Chances are you won't know what most of these add-on programs are, or what they do. Yet they run inside Internet Explorer. Even if you trust Microsoft, many of these programs come from third parties. You are implicitly trusting these programs every time you visit a website.
Dangerous software inside your web browser is not limited to Internet Explorer. Just today, I was running Firefox on a Windows XP machine when the browser popped up a warning about an unsafe plug-in. In this case, Firefox was smart enough to disable the vulnerable software on its own - very impressive. The vulnerable, buggy software had been installed by Microsoft during an update to the .NET framework component of Windows.
According to Finjan, the URLZone Trojan does its nastiness after burrowing its way into your web browser (it attacks IE, Firefox and other browsers). This gives it total access to web pages coming and going.

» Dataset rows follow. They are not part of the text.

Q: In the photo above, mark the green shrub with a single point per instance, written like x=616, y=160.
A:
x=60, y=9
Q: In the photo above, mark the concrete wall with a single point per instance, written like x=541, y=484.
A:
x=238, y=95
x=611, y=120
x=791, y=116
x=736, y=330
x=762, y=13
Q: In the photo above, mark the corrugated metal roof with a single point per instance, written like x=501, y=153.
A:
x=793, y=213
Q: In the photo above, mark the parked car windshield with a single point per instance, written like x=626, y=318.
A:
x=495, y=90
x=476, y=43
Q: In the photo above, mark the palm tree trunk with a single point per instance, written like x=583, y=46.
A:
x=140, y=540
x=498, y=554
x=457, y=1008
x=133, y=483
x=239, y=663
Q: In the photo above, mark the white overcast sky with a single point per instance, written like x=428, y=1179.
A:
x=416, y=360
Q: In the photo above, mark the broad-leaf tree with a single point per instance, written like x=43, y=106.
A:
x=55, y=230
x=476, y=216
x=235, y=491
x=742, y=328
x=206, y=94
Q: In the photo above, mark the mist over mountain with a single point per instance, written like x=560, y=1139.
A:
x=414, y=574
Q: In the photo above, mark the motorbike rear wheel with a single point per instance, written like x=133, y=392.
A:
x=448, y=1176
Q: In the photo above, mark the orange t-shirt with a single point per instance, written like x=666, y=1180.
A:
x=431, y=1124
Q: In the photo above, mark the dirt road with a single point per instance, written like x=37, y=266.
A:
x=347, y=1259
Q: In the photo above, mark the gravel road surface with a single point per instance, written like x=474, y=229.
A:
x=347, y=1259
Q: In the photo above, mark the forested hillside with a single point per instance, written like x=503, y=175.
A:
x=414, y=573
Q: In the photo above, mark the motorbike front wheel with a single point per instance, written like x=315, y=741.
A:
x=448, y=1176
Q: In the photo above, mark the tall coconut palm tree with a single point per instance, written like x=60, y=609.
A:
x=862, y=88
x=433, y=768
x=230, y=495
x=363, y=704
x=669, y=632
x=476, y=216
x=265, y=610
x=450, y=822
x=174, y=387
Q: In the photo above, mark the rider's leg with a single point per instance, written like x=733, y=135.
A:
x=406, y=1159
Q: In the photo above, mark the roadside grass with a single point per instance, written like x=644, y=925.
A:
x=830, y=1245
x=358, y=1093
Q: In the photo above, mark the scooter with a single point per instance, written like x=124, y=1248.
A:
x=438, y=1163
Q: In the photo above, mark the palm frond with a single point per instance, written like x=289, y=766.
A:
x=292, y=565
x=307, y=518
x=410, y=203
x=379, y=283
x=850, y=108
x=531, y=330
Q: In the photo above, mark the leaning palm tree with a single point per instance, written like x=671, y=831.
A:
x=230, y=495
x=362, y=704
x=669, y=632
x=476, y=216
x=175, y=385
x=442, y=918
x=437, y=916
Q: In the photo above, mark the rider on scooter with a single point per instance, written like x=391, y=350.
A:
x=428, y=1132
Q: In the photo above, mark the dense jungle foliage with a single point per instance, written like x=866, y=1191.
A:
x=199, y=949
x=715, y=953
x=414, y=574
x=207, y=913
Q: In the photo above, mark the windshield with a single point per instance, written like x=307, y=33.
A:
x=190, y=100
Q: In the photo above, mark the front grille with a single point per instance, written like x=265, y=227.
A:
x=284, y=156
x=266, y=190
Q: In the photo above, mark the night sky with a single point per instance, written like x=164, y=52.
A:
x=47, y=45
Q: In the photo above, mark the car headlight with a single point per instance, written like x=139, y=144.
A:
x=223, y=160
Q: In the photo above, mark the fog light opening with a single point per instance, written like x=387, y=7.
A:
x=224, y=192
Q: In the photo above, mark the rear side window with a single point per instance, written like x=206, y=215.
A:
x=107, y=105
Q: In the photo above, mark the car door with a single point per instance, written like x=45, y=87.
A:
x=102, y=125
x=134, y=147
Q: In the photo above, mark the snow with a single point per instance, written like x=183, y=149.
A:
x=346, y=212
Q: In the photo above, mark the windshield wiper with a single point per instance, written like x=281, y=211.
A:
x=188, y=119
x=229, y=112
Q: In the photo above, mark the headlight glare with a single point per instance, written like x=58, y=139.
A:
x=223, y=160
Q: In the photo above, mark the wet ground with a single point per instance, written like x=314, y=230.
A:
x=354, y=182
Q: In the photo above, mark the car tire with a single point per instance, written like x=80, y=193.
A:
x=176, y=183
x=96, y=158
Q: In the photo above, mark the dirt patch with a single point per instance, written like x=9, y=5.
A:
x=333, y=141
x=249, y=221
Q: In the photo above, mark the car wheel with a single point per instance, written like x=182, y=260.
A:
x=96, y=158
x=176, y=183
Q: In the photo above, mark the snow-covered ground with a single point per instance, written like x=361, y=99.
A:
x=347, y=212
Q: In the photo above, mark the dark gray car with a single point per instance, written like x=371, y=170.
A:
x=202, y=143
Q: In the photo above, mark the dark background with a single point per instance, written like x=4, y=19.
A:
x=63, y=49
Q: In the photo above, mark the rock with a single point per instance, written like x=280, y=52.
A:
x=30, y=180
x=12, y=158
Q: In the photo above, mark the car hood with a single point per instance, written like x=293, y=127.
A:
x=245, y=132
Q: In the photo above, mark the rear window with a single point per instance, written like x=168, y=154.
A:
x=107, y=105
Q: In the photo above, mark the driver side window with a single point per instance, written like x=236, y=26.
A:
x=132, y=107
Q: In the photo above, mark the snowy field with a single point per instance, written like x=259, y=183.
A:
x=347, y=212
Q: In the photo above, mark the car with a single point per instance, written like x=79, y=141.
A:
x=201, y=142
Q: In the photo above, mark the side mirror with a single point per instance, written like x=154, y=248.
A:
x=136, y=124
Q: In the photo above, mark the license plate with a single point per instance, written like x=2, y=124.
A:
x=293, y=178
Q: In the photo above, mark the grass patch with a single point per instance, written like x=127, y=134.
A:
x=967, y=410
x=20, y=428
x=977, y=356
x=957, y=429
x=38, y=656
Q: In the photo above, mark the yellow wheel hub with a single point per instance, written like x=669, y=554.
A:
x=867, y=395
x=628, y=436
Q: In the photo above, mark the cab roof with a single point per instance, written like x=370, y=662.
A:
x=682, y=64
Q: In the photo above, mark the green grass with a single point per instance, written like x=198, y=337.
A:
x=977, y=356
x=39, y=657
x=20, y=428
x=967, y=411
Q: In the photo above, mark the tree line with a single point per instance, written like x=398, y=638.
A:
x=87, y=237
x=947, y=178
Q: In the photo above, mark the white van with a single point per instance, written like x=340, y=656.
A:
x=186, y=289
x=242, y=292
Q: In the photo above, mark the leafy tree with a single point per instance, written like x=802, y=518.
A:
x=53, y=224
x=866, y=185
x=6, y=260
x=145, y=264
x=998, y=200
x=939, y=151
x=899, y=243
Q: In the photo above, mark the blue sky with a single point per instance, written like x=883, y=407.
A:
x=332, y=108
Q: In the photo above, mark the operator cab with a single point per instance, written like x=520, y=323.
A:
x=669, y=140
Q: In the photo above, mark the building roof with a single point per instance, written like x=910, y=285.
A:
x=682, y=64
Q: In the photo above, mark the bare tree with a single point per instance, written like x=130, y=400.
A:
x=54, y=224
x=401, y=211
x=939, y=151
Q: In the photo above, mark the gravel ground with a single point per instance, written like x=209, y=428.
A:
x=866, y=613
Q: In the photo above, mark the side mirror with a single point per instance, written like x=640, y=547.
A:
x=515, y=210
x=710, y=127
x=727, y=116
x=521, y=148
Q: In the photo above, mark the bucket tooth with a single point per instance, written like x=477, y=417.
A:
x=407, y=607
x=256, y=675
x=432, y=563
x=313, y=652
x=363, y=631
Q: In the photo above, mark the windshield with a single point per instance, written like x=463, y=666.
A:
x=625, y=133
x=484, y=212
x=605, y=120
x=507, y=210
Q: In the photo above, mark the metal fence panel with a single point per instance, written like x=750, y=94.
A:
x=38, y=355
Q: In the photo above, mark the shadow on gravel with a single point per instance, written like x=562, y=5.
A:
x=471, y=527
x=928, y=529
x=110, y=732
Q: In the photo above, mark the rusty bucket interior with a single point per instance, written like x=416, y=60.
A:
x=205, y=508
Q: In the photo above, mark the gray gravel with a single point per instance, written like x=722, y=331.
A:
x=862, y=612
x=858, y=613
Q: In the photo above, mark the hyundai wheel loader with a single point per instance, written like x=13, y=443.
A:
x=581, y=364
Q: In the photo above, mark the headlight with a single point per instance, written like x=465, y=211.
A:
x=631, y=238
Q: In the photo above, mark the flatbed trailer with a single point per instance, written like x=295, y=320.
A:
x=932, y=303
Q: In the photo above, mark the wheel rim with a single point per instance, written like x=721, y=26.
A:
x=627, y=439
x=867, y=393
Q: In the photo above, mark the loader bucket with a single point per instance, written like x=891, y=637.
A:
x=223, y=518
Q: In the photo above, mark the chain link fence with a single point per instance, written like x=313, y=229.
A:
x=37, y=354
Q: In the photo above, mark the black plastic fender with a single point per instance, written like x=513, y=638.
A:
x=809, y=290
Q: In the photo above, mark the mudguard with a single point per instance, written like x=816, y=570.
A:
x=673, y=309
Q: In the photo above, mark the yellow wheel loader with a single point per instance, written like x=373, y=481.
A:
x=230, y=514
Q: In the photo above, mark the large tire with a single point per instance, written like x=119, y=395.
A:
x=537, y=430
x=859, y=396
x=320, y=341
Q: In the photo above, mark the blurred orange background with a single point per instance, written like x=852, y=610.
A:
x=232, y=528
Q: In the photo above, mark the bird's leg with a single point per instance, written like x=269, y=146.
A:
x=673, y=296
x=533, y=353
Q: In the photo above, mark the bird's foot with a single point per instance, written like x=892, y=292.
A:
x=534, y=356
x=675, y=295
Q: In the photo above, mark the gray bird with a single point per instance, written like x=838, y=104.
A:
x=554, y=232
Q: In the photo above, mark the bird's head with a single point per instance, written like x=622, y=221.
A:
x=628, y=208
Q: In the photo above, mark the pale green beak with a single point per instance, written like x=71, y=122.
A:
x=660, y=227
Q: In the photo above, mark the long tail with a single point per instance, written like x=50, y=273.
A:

For example, after transferring money out of an account, it will modify the returned web page from the bank to show a larger balance, thus hiding the outbound transfer(s) it generated.
It's not just the browser, it's Windows itself that can't be trusted.
Someone wanting no part of Linux can instead opt for a dedicated banking computer. Whether real or virtual, this would be an instance of Windows that starts out with a fresh, clean, full installation of the operating system followed by its service packs and subsequent patches. Then anti-malware software would be installed and a two-way firewall.